I guess it depends on what kind of error on the drive. If it's just a
media error we should keep it online as much as possible. But if the
drive is really bad or physically gone, keeping the stale reference
won't help anything. Back to your comparison with single drive /dev/sda,
I think MD as an array should do the same as /dev/sda, not the
individual drive inside MD, for them we should just let it go. How do
you think?
If there were some what that md could be told that the device really was gone
and just just returning errors, then I would be OK with it being marked as
faulty and being removed from the array.
I don't think there is any mechanism in the kernel to allow that. It would
be easiest to capture a "REMOVE" event via udev, and have udev run "mdadm" to
tell the md array that the device was gone.

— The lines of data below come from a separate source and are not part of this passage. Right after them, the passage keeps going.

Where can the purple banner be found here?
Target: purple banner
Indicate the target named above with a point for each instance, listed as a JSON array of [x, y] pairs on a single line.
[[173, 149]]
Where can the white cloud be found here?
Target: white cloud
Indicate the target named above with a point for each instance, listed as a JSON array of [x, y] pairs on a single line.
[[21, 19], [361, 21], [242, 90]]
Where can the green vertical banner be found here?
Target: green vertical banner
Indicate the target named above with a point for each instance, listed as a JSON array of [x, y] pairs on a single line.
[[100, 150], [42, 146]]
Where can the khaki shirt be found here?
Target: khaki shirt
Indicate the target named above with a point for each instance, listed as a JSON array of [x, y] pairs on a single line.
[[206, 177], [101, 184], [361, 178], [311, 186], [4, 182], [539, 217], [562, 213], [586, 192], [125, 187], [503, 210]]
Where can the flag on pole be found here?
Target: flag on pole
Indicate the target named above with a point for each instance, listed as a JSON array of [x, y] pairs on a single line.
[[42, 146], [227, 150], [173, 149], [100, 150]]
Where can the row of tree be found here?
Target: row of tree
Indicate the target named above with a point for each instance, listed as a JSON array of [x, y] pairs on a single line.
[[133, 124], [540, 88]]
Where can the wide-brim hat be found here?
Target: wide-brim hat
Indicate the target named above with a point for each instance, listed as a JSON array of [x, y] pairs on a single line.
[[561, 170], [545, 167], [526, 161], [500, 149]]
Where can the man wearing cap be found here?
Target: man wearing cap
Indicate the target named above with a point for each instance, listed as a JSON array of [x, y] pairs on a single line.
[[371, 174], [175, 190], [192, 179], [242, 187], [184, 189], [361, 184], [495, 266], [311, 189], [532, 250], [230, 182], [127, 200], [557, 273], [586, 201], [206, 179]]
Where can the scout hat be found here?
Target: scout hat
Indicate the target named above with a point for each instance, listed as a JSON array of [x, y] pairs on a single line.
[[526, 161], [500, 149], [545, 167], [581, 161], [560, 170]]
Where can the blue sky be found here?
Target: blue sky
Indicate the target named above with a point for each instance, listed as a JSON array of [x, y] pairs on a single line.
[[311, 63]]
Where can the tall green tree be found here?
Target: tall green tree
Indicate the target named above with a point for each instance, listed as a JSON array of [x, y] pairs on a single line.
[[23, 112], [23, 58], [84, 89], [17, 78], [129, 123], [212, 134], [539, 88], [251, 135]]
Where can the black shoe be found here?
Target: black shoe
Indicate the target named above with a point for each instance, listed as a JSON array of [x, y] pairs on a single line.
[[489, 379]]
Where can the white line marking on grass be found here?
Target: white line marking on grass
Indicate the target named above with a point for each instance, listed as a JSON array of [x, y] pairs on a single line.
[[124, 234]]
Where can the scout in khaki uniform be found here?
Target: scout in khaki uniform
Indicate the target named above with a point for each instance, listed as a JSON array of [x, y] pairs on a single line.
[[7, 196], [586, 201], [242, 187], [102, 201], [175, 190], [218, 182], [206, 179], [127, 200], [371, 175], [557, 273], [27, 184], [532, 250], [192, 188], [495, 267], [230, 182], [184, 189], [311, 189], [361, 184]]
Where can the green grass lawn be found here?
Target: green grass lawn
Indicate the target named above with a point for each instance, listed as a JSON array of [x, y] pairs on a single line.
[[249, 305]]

Currently there is no way to do that ... I guess we could change raid1 so
that a 'fail' event that came from user-space would always cause the device
to be marked failed, even when an IO error would not...
To preserve current behaviour, it should require something like "faulty-force"
to be written to the "state" file. We would need to check that raid1 copes
with having zero working drives - currently it might always assume there is
at least one device.
I guess we don't need to know exactly what happened physically, it
should be good enough to know "drive stopped working". If a drive
stopped working, keeping it doesn't add much value anyway. And I think
serious error detected in MD (e.g. superblock write error, bad block
table write error) might be a good criteria to make that judgement.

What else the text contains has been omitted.